Overview

The goal of HPVM research project is to make heterogeneous systems easier to program.  A key aspect of our strategy is to develop a uniform parallel program representation for heterogeneous systems that can capture a wide range of popular parallel hardware, including GPUs, vector instruction sets, multicore CPUs, FPGAs, and domain-specific accelerators.  One question we must answer is: At what level of the hardware+software stack is it most effective to capture heterogeneous parallelism with a uniform interface?  The figure below illustrates the major choices (layers of the stack) and why we believe that the two best options are in a language-neutral compiler intermediate representation (IR) and in a virtual instruction set (ISA).
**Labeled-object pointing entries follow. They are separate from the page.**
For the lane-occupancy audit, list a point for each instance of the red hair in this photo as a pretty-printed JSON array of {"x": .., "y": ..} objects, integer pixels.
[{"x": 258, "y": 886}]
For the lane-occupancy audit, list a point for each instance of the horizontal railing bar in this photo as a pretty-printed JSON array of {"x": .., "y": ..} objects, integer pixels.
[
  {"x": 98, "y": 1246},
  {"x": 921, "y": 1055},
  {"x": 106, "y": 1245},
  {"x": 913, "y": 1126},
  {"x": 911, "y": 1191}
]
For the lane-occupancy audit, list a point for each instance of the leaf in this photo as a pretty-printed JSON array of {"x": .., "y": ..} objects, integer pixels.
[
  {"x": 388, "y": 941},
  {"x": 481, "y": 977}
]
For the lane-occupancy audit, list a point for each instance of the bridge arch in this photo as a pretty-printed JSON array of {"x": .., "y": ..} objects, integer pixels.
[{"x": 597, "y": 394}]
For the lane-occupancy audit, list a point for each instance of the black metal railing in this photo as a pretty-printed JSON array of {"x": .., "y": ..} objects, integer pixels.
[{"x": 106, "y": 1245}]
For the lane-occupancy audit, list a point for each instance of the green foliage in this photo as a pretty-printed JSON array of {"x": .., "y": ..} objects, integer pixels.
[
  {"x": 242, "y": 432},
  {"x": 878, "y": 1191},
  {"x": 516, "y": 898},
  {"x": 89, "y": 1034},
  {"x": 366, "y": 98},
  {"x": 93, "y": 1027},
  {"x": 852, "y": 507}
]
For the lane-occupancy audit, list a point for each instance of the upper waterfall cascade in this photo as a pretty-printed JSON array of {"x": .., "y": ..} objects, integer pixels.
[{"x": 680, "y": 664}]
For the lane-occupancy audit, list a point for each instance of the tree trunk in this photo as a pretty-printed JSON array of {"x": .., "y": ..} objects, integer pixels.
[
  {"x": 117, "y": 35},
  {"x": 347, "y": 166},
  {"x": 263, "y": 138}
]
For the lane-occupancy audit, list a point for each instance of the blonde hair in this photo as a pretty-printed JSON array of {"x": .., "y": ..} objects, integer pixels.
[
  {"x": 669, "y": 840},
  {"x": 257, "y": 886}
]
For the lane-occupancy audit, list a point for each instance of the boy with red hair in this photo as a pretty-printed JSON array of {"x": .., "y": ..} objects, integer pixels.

The representation we have developed is called HPVM (Heterogeneous Parallel Virtual Machine): a hierarchical dataflow graph with shared memory and vector instructions. It supports three important capabilities for programming heterogeneous systems: a language-neutral and hardware-neutral compiler IR, a virtual ISA, and a basis for runtime scheduling; previous systems focus on only one of these capabilities. As a compiler IR, HPVM aims to enable effective code generation and optimization for heterogeneous systems. As a virtual ISA, it aims to achieve both functional portability and performance portability cross such systems. At runtime, HPVM enables flexible scheduling policies, both through the graph structure and the ability to compile individual nodes in a program to any of the target devices on a system. We have implemented a prototype system, with a compiler IR supporting optimizations directly on the graph IR; a virtual ISA that can be used to ship executable programs; code generators that translate HPVM program nodes to nVidia GPUs, Intel’s AVX vector units, and to multicore X86 processors. Experimental results show that HPVM optimizations achieve significant performance improvements, HPVM translators achieve performance competitive with manually developed OpenCL code for both GPUs and vector hardware, and that runtime scheduling policies can make use of both program and runtime information to exploit the flexible compilation capabilities.